Passado o Natal — quando a poeira de flocos de neve baixa e a música de Piotr Ilyich Tchaikovsky finalmente silencia e dá para falar com mais franqueza sobre O Quebra-Nozes. E aqui vai uma provocação, assumidamente opinativa: há versões coreograficamente feias, mesmo quando tecnicamente absurdas. Difíceis, sim. Belas, nem sempre.
Sendo direta (e aceitando o rótulo de sexista como recorte crítico, não como ofensa): na dança clássica, os homens ainda dominam a história das grandes criações. E não é coincidência que os Quebra-Nozes que atravessaram o tempo com mais elegância sejam aqueles pensados para o corpo feminino, como faziam Marius Petipa e George Balanchine: onde a dificuldade existe para servir à música, ao desenho do movimento, à ilusão.
Um toque de modernidade é bem-vindo. Mas há Quebra-Nozes de Rudolf Nureyev, Alexei Ratmansky e Roland Petit que deslocam o eixo do espetáculo para o virtuosismo masculino. E aí, com todo respeito aos fãs desses gênios, não funciona para as mulheres.

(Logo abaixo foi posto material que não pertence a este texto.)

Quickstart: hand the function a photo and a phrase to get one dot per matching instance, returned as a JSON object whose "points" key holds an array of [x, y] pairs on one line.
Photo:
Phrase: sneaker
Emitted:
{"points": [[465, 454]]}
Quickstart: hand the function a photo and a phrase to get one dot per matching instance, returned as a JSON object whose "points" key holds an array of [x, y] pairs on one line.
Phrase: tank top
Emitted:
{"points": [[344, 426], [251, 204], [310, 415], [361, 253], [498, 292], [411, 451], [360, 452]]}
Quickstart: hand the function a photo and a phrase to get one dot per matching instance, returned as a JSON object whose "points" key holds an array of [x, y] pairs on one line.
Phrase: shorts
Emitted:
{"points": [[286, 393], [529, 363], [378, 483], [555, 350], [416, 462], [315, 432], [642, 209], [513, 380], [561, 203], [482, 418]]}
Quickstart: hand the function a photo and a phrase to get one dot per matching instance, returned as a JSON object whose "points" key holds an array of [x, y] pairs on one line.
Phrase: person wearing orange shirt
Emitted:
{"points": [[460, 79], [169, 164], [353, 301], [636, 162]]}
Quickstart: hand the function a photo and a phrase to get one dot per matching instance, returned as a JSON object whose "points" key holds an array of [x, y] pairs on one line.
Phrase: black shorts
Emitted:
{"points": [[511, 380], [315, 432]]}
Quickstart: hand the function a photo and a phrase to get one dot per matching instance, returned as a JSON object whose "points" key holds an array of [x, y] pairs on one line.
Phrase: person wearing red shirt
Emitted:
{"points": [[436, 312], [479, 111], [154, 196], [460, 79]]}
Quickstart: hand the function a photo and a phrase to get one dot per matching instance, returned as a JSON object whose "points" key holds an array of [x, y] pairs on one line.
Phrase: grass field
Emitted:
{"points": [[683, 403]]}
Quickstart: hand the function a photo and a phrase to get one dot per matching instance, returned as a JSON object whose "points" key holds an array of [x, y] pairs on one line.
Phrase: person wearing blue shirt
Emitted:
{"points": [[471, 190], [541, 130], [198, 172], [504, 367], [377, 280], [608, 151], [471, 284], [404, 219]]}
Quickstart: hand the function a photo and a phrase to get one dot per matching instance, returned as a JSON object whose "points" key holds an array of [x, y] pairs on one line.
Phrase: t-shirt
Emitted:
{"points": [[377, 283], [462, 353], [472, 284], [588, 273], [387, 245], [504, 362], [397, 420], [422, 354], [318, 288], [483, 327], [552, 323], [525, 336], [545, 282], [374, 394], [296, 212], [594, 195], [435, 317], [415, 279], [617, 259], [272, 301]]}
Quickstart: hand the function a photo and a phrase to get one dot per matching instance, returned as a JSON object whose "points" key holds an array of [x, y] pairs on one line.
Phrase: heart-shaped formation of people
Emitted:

O melhor (ou pior) exemplo? O Quebra-Nozes de cada um deles.

Rudolf Nureyev (1973): excesso como estética
Criado em 1973 para o Paris Opera Ballet, o Quebra-Nozes de Rudolf Nureyev permanece no repertório até hoje — o que atesta seu peso histórico. Nureyev concebeu a obra para si mesmo, ampliando radicalmente o protagonismo masculino: Drosselmeyer se confunde com o Príncipe, a psicologia ocupa o centro, a infância vira memória.
A recepção sempre foi dividida. Intelectualmente estimulante, coreograficamente opressiva. O vocabulário é elaborado demais: braços intrincados, saltos excessivos, elevações arriscadas, passagens que exigem força e controle quase atléticos — mas que não desenham beleza. Só virtuoses conseguem dançar aquilo. O público percebe o esforço. E ballet, por mais técnico que seja, não é (apenas) exibicionismo. Menos teria sido mais.
ABT: quando mudar tudo apaga o que funcionava
No American Ballet Theatre, vale lembrar o percurso antes da ruptura. De 1976 a 1993, a versão “oficial” foi a de Mikhail Baryshnikov — filmada em 1977 e, para mim, uma das mais românticas e quase perfeitas.
Ali, Clara é uma adolescente e se apaixona pelo Príncipe. Não gosto que ela permaneça o tempo todo de camisola, nem que o grande pas de deux vire, na prática, um pas de trois (Clara dança com o Quebra-Nozes e com Drosselmeyer). Ainda assim, o prólogo e a batalha são, sem exagero, os mais perfeitos de todos: claros, teatrais, musicalíssimos, com fantasia sem excesso e perigo real sem ruído.
Entre 1993 e 2010, o ABT passou a dançar a versão de Kevin McKenzie, revista em 2003. Foi um passo deliberado para se aproximar de Petipa: mais ordem, mais classicismo, menos psicologização. Não era genial, mas funcionava. Havia respeito à música, ao tempo da frase, ao desenho feminino.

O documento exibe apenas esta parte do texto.